Unijni ministrowie energii rozmawiają w Pradze o sytuacji na rynku energetycznym i przeciwdziałaniu wysokim cenom energii - informuje korespondent Polskiego Radia w czeskiej stolicy Wojciech Stobba. Jedną z omawianych propozycji jest wprowadzenie limitu na ceny gazu. Tematami nieformalnego spotkania ministrów są też bezpieczeństwo energetyczne i przygotowania do nadchodzącej zimy.
2022-10-12, 10:56
Polski wiceminister klimatu i środowiska Adam Guibourgé-Czetwertyński powiedział w rozmowie z Polskim Radiem, że coraz większa grupa państw członkowskich opowiada się za wprowadzeniem limitu na ceny gazu. - Udało się zmobilizować siedemnaście państw członkowskich, które mówią tym samym głosem, mówią do Komisji Europejskiej: potrzebujemy rozwiązania, które natychmiast ograniczy ceny gazu na rynku europejskim - powiedział wiceminister. - Nie tylko dla elektryczności, ale też dla przemysłu i obywateli, którzy ogrzewają gazem. Powoli przekonujemy pozostałych partnerów w Unii, przede wszystkim Niemców, że da się wprowadzić takie rozwiązanie, które będzie odpowiadać na ich obawy i umożliwi reakcję na poziomie unijnym - powiedział wiceminister Polskiemu Radiu.
Polska zgłosiła konkretne propozycje
Adam Guibourgé-Czetwertyński przypomniał, że grupa państw członkowskich, które najbardziej naciskają na wprowadzenie limitu cen gazu, przedstawiła już Komisji Europejskiej konkretną propozycję. - Przesłaliśmy wszystkim dokument zawierający techniczne rozwiązania, w którym zidentyfikowaliśmy obawy zgłoszone między innymi przez Niemców. Wyobrażamy sobie, że ten limit mógłby funkcjonować z pewnym dopuszczalnym odchyleniem, na przykład plus minus pięć procent, żeby zapewnić możliwość funkcjonowania rynku na poziomie unijnym, ale w ramach takiego ograniczonego korytarza cenowego na dużo bardziej realnym poziomie, niż ten, który teraz widzimy - wyjaśnił Adam Guibourgé-Czetwertyński.
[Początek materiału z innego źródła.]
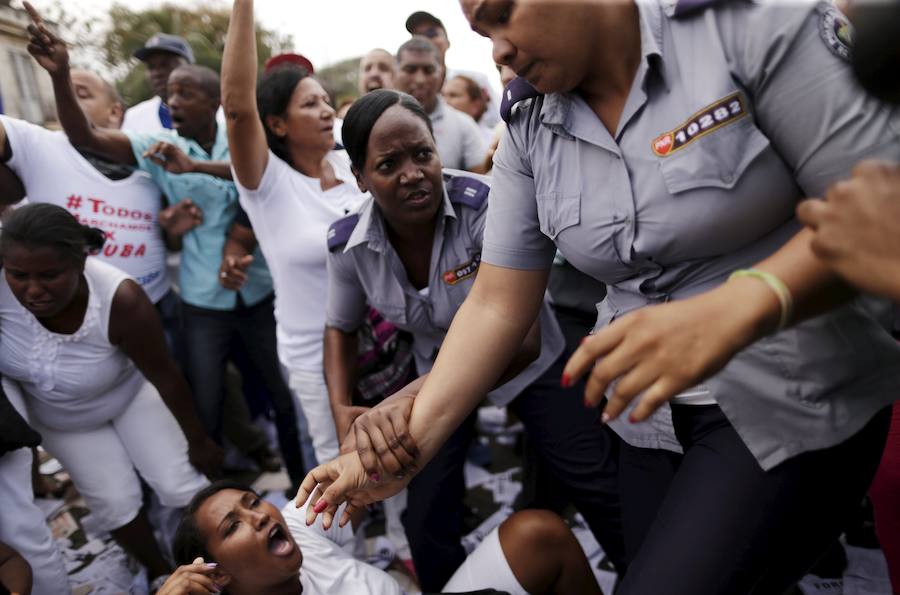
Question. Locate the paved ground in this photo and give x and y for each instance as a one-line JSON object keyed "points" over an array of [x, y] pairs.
{"points": [[98, 566]]}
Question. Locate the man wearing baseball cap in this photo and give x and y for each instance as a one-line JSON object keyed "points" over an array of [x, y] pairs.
{"points": [[161, 54], [427, 25]]}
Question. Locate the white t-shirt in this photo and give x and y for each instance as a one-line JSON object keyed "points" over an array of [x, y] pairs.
{"points": [[73, 382], [327, 567], [52, 171], [144, 117], [291, 215]]}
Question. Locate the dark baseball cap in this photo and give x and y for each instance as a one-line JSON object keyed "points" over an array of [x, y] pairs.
{"points": [[294, 59], [421, 17], [163, 42]]}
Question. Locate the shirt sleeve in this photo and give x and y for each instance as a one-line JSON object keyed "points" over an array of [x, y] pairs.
{"points": [[23, 137], [512, 235], [346, 299], [140, 142], [270, 184], [474, 149], [805, 97]]}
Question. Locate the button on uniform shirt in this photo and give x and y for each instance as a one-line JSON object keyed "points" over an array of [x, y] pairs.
{"points": [[459, 141], [201, 253], [368, 270], [736, 114]]}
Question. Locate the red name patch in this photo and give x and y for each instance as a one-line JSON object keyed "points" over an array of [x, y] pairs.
{"points": [[710, 118], [465, 271]]}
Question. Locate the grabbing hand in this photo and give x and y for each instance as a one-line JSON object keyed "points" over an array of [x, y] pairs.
{"points": [[857, 228], [207, 457], [180, 218], [381, 438], [47, 49], [663, 350], [233, 271], [194, 579], [170, 158], [344, 416], [339, 481]]}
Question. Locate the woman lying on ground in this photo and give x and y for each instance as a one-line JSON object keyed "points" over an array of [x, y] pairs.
{"points": [[232, 541]]}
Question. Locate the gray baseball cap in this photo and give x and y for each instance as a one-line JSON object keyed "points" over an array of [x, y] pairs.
{"points": [[163, 42]]}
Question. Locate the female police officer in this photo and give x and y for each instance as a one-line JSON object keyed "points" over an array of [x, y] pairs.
{"points": [[664, 155], [412, 253]]}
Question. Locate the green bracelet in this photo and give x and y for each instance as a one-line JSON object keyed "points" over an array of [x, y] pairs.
{"points": [[778, 286]]}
- UE jest uzależniona od importu surowców krytycznych. PIE: zmiana obecnego łańcucha dostaw jest koniecznością
- "Ograniczenie zużycia gazu będzie miało głębokie implikacje". Nowy raport
Wiceminister klimatu i środowiska powiedział w rozmowie z polskimi dziennikarzami, że obecnie trwają rozmowy techniczne. - Szukamy rozwiązań pozostałych problemów, aby móc powiedzieć Komisji, jaką propozycję moglibyśmy wdrażać z poparciem większości państw. Aczkolwiek już teraz mamy grupę siedemnastu państw, która stanowi większość kwalifikowaną - wyjaśnił wiceminister. - Gdyby Komisja zaproponowała sugerowane przez nas rozwiązanie, to mogłoby ono zostać wdrożone. To nie oznacza, że ignorujemy obawy zgłoszone przez inne państwa członkowskie. Będziemy szukać rozwiązań dla tych kwestii, żeby zapewnić minimalne zakłócenia na rynku i optymalne funkcjonowanie korytarza cenowego, który zapewni niskie ceny gazu dla obywateli i konkurencyjność gospodarki - zadeklarował polski wiceminister.
REKLAMA
Posłuchaj
Polskie postulaty ws. ETS
Ministrowie mają też rozmawiać o zmianach w ETS, czyli unijnym systemie handlu uprawnieniami do emisji. Temat ten pojawił się podczas ubiegłotygodniowego nieformalnego szczytu Rady Europejskiej w Pradze. Czeski premier Petr Fiala zaproponował wówczas, aby w ramach przeciwdziałania wysokim cenom energii Komisja Europejska uwolniła dodatkowe uprawnienia do emisji pozostające w rezerwie.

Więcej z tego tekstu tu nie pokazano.